Vladimir Nabokov

NABOKV-L post 0006560, Sat, 18 May 2002 09:57:58 -0700

Subject
More on Lyne, "Unfaithful," and "Lolita"
Date
Body
From: Sandy P. Klein <spklein52@hotmail.com>


http://www.latimes.com/entertainment/printedition/calendar/la-000033939may14.st
ry


THE BIG PICTURE
STEAM CLEANING

By Patrick Goldstein Hearing Adrian Lyne talk about Diane Lane, the
co-star of "Unfaithful," his new film about a happily married woman's
affair with a younger man, you begin to understand why almost any actress
in America would happily do anything--including strip naked--to be in one
of this director's movies.

"Diane breathes a kind of eroticism you just don't see very often in
Hollywood," Lyne explained over lunch at his Benedict Canyon home, his
voice husky and low, as if he were in the confessional. "Sexy women in
Hollywood tend to be tough or hard. But Diane is vulnerable and totally
natural. I was desperate to take all her makeup off because she looked so
naturally beautiful--she just has this wonderful smeared, ragged kind of
radiance."

When Lyne was filming the scene in which Lane first meets her lover,
played by Olivier Martinez, he'd whisper in her ear before each take,
"Vulnerable. You're vulnerable," he says. "When you're making a movie,
you get this astonishing intimacy with actors--it's a lot like having an
affair." When it comes to sex, Lyne is the expert. For the past two
decades, the 61-year-old British-born director has made a series of
titillating morality tales that often ended up being debated on the op-ed
pages--the New York Times' Maureen Dowd weighed in Sunday with her take
on the movie's portrayal of scorned men and straying wives. His films
have provoked critical derision and sent feminists into high dudgeon.

Lyne's movies have a common theme; they chronicle people whose lust sends
their lives careening out of control.
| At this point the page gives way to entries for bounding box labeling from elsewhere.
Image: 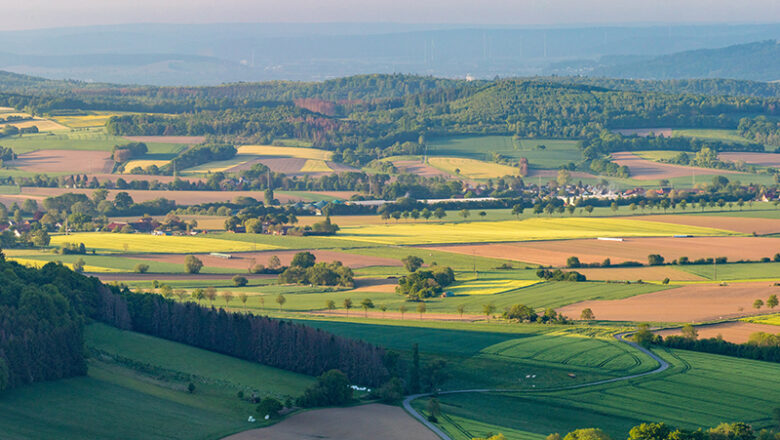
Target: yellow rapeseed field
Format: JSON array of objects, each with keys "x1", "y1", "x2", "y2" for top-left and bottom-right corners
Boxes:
[
  {"x1": 238, "y1": 145, "x2": 333, "y2": 160},
  {"x1": 51, "y1": 232, "x2": 277, "y2": 254},
  {"x1": 428, "y1": 157, "x2": 520, "y2": 179},
  {"x1": 336, "y1": 217, "x2": 739, "y2": 245},
  {"x1": 301, "y1": 159, "x2": 333, "y2": 173},
  {"x1": 124, "y1": 159, "x2": 170, "y2": 174},
  {"x1": 8, "y1": 257, "x2": 122, "y2": 273},
  {"x1": 445, "y1": 280, "x2": 540, "y2": 295}
]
He is Hollywood's poet laureate of
headlong erotic abandon. What makes Lyne so unusual is that he has
continued to probe these affairs of the heart in an era when sex has
virtually disappeared from Hollywood movies.

His first big hit, "Flashdance," was a female-empowerment fantasy,
starring Jennifer Beals as a welder by day, bar dancer by night. The
movie got awful reviews, but its sleek visuals inspired hundreds of
copycat MTV videos. Ne! xt came "91/2 Weeks," the saga of a sexually
obsessive relationship between Mickey Rourke and Kim Basinger. That was
followed by "Fatal Attraction," which starred Michael Douglas as a
happily married man who has a fling with a sexpot who turns out to be a
psycho.

Not long afterward came "Indecent Proposal," with Robert Redford as a
high-roller who offers a young married couple a million bucks if he can
sleep with the wife (Demi Moore) for one night. Most recently, Lyne
directed a remake of "Lolita," the Vladimir Nabokov novel about a
middle-aged man's self-immolating obsession with a 12-year-old nymphet.
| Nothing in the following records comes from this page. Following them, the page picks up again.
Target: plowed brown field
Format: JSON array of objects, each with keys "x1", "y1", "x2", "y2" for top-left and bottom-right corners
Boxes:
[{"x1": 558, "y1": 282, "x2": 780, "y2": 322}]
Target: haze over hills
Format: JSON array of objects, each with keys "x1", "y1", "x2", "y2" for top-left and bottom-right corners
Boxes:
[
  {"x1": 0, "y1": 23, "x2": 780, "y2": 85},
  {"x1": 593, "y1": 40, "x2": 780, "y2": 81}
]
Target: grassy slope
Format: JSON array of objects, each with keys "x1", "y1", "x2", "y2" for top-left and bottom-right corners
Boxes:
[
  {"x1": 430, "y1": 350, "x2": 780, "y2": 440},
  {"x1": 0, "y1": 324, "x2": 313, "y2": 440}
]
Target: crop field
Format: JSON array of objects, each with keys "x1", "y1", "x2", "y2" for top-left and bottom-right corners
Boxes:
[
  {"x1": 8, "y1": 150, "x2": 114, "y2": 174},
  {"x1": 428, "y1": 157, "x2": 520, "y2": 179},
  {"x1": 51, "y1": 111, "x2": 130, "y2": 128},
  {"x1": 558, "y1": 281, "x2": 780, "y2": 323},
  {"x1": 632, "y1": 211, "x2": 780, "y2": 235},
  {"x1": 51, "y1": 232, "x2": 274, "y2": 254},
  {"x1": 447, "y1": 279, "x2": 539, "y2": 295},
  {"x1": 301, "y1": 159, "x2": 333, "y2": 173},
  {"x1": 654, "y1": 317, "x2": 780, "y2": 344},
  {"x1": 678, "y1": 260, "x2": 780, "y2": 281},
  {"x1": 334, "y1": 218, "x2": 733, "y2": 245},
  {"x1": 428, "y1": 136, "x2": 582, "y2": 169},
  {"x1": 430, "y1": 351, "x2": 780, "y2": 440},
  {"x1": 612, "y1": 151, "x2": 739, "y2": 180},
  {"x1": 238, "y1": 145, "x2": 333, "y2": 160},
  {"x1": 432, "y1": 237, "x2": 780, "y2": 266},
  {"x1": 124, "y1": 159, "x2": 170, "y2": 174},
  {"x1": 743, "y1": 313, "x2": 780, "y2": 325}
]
Typically for a Lyne film, "Unfaithful" has inspired mixed reactions.
While critics have raved about Lane's performance, opinion has been split
about the movie itself. The film had a good opening weekend ($14.1
million) but in tracking polls men showed little interest in seeing a
movie in which a beautiful wife cheats on a husband who's a doting
provider.

Lyne says that when he showed the film to test audiences, some men were
so enraged by Lane's betrayal of her husband, played by Richard Gere,
that he stopped reading their reaction cards. Focus groups would erupt in
heated arguments. "One of the men would say, 'I can't understand how this
woman could have an affair when her marriage was so good. It's such a
slutty thing to do.' And women would go crazy. They'd literally pounce on
the guy, saying, 'That's the point, you idiot! You do irrational things
when sex is involved.'"

Films from around the globe still deal frankly with carnal relations,
whether it's Alfonso Cuaron's current "Y Tu Mama Tambien" or recent
French films like "Romance" and "Baise-Moi." But in America, where "Sex
and the City" is a huge cable-TV hit, R. Kelly concerts have more raunchy
crotch-grabbing than any strip-club show, and Internet pornography is
almost as big a business as the defense industry, mainstream movies have
been curiously chaste. As critic Michael Atkinson puts it, in today! 's
Hollywood "the sex scene is cinema non grata."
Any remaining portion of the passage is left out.